Influenza, ospedale sovraccarico: letti nei corridoi in due reparti

10 Gennaio 2020

Pazienti smistati nelle strutture sanitarie di Lanciano, Atri e Ortona per fronteggiare l’emergenza In difficoltà Geriatria e Medicina, tutto esaurito anche a Penne e Popoli. Chieti pronta a dare una mano

PESCARA. Ospedale sovraccarico per la gestione dell’ondata di influenza che ha colpito a partire dalle festività di Natale i pescaresi. Se la situazione è in lieve miglioramento rispetto alla giornata di mercoledì, quando sono stati registrati quasi 400 accessi al Pronto soccorso, sono ancora numerosi i ricoveri da assorbire nella struttura ospedaliera del capoluogo adriatico. Nel pomeriggio-sera di ieri, circa 33 persone erano in attesa di essere visitate al Pronto soccorso, mentre per altre 30 era in fase di valutazione l'opportunità di dimissioni o di ricovero. Nella stessa fascia oraria del giorno precedente, il numero aveva oltrepassato le 100 persone. Parecchi disagi anche nei reparti di Medicina e di Geriatria, dove ben 30 persone sono state ricoverate con letti aggiuntivi in stanze o corridoi.
«La capienza del reparto di Medicina», spiega Livio Del Duca della direzione sanitaria, «è di 40 posti ordinari, ma nel pomeriggio di ieri abbiamo dovuto collocare circa 15 persone in più». Stesso sovraccarico per Geriatria, dove hanno trovato ricovero 68 pazienti su una dotazione di 54 posti letto. «Nonostante le dimissioni di questa mattina», ieri, «la pressione dei ricoveri continua a essere molto elevata.

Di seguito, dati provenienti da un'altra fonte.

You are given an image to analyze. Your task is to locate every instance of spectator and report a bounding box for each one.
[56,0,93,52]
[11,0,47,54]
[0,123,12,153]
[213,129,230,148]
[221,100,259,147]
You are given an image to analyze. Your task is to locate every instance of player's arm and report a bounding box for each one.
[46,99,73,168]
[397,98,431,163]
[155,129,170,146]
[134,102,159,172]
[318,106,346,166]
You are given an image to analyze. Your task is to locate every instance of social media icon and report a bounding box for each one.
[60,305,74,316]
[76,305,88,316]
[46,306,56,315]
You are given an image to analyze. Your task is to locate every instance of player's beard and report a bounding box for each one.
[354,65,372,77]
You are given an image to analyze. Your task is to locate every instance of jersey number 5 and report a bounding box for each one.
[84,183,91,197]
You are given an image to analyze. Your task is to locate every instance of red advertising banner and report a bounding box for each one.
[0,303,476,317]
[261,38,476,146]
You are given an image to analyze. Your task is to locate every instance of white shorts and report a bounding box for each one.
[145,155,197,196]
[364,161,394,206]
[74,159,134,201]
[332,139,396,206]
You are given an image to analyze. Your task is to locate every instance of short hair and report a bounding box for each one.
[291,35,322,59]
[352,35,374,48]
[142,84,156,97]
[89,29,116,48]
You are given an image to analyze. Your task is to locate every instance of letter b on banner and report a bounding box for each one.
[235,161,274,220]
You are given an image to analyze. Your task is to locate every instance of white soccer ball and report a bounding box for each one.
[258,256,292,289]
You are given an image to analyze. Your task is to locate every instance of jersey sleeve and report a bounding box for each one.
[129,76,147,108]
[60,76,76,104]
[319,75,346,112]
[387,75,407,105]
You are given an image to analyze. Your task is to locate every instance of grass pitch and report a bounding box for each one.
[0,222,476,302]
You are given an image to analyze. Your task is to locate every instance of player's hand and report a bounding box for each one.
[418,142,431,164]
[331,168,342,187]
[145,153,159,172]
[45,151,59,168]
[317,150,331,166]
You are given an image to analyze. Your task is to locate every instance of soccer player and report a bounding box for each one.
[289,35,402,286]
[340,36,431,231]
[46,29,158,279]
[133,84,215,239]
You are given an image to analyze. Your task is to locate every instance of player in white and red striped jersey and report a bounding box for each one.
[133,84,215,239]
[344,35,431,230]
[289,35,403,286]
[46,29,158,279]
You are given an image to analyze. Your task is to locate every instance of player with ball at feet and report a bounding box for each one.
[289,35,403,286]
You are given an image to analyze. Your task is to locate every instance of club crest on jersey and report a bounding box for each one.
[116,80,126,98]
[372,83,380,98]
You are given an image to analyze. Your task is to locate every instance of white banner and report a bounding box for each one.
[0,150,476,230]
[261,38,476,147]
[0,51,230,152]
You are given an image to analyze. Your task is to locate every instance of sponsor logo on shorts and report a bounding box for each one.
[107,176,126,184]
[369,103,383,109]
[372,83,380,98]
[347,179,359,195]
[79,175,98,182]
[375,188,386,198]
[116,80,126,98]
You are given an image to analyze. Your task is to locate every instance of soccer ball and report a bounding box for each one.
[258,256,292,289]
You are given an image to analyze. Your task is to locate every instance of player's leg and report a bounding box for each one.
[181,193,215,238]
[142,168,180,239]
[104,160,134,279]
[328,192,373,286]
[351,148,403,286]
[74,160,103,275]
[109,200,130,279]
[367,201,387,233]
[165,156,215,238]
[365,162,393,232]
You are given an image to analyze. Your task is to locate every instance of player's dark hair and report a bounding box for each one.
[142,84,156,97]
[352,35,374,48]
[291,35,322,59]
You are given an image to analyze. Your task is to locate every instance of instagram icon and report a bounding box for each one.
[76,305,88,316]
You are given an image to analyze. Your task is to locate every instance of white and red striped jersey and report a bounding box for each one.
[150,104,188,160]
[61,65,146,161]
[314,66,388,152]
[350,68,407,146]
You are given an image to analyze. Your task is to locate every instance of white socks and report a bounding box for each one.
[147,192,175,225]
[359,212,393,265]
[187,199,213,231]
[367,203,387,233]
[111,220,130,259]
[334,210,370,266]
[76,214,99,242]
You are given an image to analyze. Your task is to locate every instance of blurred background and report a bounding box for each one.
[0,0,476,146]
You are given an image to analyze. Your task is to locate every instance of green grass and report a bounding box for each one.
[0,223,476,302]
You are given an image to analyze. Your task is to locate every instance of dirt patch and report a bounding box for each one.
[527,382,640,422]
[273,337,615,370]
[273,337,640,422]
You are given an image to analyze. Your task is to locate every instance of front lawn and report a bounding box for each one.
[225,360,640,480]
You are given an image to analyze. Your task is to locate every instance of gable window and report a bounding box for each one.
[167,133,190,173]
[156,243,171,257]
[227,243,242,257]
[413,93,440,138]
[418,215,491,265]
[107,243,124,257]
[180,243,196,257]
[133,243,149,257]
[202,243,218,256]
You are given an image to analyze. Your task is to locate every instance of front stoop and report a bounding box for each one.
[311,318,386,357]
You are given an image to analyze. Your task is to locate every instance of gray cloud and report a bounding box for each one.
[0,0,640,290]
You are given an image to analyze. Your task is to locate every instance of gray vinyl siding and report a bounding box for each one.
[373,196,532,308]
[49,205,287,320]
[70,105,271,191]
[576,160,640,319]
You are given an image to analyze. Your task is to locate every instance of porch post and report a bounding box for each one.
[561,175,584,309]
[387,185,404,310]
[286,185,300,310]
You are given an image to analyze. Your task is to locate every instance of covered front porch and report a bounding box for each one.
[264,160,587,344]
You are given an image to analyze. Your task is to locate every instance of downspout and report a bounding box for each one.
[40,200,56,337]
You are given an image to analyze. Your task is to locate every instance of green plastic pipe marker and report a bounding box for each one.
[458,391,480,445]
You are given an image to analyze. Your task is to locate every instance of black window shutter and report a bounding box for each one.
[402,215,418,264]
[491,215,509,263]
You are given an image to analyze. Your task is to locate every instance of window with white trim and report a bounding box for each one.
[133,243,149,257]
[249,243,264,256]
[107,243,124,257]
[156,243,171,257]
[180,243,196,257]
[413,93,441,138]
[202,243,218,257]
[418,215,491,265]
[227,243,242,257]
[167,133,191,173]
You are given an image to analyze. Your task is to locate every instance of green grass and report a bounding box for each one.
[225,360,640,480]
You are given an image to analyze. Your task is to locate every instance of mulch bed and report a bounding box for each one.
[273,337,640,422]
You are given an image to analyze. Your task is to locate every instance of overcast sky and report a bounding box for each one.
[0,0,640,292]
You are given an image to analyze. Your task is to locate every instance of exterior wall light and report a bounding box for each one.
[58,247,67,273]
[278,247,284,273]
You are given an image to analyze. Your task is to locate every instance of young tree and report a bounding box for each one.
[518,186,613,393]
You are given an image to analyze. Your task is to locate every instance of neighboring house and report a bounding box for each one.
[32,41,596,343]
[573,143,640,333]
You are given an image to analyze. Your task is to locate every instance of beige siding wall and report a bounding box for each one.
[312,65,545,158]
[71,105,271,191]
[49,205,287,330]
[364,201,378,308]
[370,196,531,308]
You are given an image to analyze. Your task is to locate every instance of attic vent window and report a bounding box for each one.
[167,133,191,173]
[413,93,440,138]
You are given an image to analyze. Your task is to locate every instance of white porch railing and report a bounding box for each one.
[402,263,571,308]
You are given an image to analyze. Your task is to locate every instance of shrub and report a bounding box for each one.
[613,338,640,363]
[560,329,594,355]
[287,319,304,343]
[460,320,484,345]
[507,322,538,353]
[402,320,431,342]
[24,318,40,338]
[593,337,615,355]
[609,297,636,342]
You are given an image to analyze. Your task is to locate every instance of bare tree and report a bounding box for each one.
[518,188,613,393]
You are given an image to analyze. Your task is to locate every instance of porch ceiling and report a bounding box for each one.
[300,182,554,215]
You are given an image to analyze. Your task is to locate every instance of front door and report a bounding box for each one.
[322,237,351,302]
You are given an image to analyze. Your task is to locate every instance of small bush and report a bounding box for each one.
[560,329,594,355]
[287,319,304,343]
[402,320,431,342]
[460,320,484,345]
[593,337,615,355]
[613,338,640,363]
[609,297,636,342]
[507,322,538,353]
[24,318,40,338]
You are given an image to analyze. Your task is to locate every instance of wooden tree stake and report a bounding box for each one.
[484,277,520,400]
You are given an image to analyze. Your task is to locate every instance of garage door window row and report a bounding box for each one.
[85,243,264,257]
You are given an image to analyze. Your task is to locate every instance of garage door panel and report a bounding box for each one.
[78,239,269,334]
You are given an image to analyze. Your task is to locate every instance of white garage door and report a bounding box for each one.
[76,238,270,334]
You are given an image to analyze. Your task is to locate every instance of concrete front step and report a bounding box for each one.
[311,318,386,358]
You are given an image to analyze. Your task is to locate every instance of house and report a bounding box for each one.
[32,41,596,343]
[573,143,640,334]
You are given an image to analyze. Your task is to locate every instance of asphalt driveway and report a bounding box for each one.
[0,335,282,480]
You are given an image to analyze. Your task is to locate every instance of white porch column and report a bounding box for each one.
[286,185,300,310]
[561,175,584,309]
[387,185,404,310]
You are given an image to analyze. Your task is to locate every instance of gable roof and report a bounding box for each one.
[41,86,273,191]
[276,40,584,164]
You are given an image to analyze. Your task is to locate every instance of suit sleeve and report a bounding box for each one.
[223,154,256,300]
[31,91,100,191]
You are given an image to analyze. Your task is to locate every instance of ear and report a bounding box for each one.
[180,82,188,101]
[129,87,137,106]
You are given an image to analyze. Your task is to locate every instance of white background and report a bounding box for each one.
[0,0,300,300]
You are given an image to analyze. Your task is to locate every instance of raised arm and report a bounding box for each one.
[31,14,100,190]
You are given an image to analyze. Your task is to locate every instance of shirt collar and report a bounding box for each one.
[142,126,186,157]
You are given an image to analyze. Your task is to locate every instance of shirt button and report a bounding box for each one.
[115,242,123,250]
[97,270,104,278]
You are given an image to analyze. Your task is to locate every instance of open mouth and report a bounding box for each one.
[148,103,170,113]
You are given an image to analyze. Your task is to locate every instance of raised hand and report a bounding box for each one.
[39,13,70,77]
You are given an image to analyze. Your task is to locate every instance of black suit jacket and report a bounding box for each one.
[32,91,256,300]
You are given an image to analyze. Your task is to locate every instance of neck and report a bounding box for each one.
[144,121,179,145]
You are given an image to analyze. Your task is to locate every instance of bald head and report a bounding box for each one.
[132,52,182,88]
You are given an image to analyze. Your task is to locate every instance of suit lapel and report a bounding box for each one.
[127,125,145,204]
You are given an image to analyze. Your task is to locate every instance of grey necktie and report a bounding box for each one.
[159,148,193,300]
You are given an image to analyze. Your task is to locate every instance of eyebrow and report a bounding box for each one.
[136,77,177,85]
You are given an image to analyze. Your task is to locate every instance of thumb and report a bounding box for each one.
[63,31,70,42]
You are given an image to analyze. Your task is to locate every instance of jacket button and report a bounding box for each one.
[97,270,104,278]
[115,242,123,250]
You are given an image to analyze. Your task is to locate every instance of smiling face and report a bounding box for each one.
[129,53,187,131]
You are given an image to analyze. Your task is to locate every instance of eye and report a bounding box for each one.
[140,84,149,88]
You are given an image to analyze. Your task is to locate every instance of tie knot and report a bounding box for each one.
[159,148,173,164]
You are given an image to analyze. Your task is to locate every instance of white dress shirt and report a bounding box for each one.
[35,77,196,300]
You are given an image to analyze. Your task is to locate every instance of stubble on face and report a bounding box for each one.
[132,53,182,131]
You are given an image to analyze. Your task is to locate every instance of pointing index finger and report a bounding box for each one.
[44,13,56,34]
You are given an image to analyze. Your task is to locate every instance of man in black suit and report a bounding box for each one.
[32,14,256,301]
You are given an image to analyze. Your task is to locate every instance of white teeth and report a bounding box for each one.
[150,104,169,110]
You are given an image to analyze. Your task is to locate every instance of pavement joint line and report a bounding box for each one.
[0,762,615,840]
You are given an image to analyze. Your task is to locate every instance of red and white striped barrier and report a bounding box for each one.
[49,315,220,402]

La situazione è particolarmente delicata, soprattutto perché si tratta per la maggior parte di pazienti molto anziani, al di sopra degli 85 anni, per i quali i ricoveri non sono brevissimi e le dimissioni, specie con la febbre, sono sicuramente più difficili». L'ospedale di Pescara ha stretto una collaborazione per il ricovero di circa 4-5 pazienti al giorno, a seconda delle disponibilità, solo per l'area medica, con altre strutture sanitarie. «Ovviamente si tratta di casi non gravissimi, che non hanno necessità di cure specialistiche. Già da mercoledì notte abbiamo attivato le procedure per smistare diversi pazienti anche nelle strutture ospedaliere di Lanciano, Atri e Ortona e poter riassorbire i nostri pazienti da visitare. Opzione alla quale non abbiamo dovuto fare ricorso nella giornata di ieri».
Il tutto esaurito dei posti letto di area medica anche negli ospedali di Penne e di Popoli impedisce altri ricoveri. Intanto, il direttore generale della Asl Lanciano Vasto e Chieti, Thomas Schael ha risposto alla richiesta dell'assessore regionale alla Salute, Nicoletta Verì, e ha dato la disponibilità ad accogliere nell'ospedale teatino i pazienti trattenuti in osservazione breve che non possono essere ricoverati al Santo Spirito.
«Sono ben lieto di dare una mano ai colleghi di Pescara», ha commentato Schael «e non solo per via della premurosa richiesta dell’assessore Verì, ma perché la nostra Azienda e l’ospedale Santissima Annunziata, in particolare, sono parte sostanziale e integrante del sistema ospedaliero dell’area vasta Chieti Pescara. I fatti contano più della lunga discussione sul Dea funzionale di secondo livello».
L'invito che arriva dall'azienda sanitaria di Pescara è quello a trattare i sintomi influenzali tempestivamente, rivolgendosi a medici di famiglia o a guardie mediche, evitando in tal modo di acutizzare i sintomi che renderebbero necessario l'accesso in Pronto soccorso o il ricovero in ospedale.